Mexique : la justice empêche une adolescente violée d'avorter

Par , publié le
International Illustration. Une femme enceinte.
Illustration. Une femme enceinte.

Un juge mexicain a requalifié un viol en délit mineur, empêchant une adolescente tombée enceinte après un viol de pratiquer une IVG.

Au Mexique, le droit à l’avortement est encadré de manière assez particulière, car il diffère selon l’État. À Mexico, l’avortement est légal sans restriction pendant les 12 premières semaines de grossesse, dans certains autres États, il est autorisé en cas de viol ou de danger pour la santé de la mère et du fœtus.

Mais même en cas de viol avéré, les autorités peuvent parfois contourner la loi et empêcher une femme de mettre fin à une grossesse non désirée. C’est ce qu’a vécu une adolescente de 13 ans victime de viol dont le juge vient de refuser la demande d’IVG.

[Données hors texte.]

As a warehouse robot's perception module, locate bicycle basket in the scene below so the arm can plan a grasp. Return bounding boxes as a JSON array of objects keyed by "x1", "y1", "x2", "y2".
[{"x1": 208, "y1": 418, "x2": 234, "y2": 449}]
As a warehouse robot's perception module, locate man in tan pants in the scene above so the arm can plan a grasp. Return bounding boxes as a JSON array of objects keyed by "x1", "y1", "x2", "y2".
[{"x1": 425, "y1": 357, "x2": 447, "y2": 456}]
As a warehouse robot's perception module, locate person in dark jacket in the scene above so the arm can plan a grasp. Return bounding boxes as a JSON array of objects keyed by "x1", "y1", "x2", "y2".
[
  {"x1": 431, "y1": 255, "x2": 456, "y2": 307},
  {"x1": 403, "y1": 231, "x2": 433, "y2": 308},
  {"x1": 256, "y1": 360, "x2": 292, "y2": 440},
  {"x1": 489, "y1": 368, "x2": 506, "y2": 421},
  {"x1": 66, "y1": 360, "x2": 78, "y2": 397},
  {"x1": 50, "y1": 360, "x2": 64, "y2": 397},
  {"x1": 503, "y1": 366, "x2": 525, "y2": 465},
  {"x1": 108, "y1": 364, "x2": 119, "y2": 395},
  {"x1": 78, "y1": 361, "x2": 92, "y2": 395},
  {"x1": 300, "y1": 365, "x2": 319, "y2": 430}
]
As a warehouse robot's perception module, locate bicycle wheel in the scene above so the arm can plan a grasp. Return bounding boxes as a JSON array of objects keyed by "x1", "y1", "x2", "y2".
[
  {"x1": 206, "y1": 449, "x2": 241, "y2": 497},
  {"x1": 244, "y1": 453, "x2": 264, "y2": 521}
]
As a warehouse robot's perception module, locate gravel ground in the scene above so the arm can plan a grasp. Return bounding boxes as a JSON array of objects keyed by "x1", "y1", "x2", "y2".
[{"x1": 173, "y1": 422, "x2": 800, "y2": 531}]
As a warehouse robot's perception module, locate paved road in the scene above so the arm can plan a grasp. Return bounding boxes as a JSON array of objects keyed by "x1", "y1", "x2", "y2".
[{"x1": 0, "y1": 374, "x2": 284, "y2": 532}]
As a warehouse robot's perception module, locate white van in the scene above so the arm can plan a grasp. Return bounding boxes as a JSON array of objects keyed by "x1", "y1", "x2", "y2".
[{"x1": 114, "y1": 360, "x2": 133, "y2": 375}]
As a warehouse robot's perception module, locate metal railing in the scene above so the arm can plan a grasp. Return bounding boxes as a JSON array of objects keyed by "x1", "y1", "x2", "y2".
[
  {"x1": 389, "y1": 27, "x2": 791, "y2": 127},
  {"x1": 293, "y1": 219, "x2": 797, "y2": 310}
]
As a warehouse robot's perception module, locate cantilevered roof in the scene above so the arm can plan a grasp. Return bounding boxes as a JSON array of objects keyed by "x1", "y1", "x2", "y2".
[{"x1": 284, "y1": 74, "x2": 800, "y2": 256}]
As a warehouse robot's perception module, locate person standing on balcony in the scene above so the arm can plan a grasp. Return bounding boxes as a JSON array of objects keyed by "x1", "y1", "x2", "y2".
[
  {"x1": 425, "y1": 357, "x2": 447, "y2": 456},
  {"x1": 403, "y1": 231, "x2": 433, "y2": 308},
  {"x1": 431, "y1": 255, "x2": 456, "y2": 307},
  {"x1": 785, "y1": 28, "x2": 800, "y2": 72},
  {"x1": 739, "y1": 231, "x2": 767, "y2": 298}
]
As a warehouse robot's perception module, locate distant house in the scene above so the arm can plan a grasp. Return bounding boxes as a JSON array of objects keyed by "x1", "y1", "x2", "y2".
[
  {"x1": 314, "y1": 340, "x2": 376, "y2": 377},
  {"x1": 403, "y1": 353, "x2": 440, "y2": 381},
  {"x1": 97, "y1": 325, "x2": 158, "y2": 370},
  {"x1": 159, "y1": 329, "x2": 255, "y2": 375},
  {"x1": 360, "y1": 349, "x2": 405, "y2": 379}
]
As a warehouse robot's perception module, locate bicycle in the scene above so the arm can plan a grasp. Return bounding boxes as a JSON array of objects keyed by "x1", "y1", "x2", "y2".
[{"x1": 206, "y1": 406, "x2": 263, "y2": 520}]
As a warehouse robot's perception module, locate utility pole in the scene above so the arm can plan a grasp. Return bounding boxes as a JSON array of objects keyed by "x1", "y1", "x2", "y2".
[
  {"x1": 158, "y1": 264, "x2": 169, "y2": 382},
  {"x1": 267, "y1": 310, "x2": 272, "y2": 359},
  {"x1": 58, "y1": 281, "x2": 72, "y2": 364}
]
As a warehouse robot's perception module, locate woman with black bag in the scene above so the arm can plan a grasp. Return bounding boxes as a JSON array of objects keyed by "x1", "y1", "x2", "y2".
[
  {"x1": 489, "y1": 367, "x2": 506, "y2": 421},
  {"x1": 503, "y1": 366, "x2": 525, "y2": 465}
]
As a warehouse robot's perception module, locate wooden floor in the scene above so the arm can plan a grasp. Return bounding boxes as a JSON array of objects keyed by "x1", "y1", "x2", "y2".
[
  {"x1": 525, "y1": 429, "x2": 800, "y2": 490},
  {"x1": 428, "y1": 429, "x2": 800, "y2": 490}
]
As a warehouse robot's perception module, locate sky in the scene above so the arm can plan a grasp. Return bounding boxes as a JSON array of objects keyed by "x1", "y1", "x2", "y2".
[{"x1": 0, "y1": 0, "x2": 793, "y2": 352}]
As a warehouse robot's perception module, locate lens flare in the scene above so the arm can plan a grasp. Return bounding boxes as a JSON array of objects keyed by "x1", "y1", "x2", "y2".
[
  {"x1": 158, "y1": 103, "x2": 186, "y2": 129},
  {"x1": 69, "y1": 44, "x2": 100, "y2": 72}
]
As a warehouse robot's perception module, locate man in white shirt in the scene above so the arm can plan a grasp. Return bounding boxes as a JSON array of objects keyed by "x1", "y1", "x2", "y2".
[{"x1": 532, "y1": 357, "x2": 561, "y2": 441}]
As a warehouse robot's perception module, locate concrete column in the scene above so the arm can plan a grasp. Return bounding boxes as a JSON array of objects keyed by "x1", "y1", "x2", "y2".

Violée, la justice refuse l’IVG

L’affaire se déroule dans l’État de Sonora au nord-est du pays, un État où l’avortement est légal en cas d’agression sexuelle. Une jeune fille de 13 ans issue d’une famille indigène a saisi la justice après être tombée enceinte à la suite d’un viol par un collègue de travail de son père en mai dernier.

La victime se rend alors devant les autorités pour dénoncer le viol et son agresseur. Un examen médical validera sa version. Lors de l’examen de sa demande d’avortement, le procureur avait lui aussi qualifié l’affaire de viol. Un viol que n’a pas reconnu le juge qui a transformé le crime en attentat à la pudeur, ce qui constitue un délit mineur et n’entre pas dans le cadre du droit à l’avortement.

Les associations montent au créneau

Regina Tamés, présidente de l’association GIRE (Groupe d’information sur le choix reproductif) qui défend l’accès à la contraception et à l’avortement s’insurge de cette décision dans le quotidien El Pais. « Elle a été victime d’une agression sexuelle et à ce titre, ce que le juge considère comme un crime ou non n’est pas pertinent. Il n’y a pas d’obstacle juridique qui empêche les autorités de la soutenir » a-t-elle déclaré, indiquant que l’association fera tout pour faire annuler cette décision pour que la jeune femme puisse pratiquer une IVG. Une démarche soutenue par le père de la jeune fille.

La question de l’avortement est particulièrement sensible au Mexique et en juin dernier, la Cour suprême avait rejeté un amendement prévoyant de supprimer les peines de cinq ans de prison prévues en cas d’avortement illégal.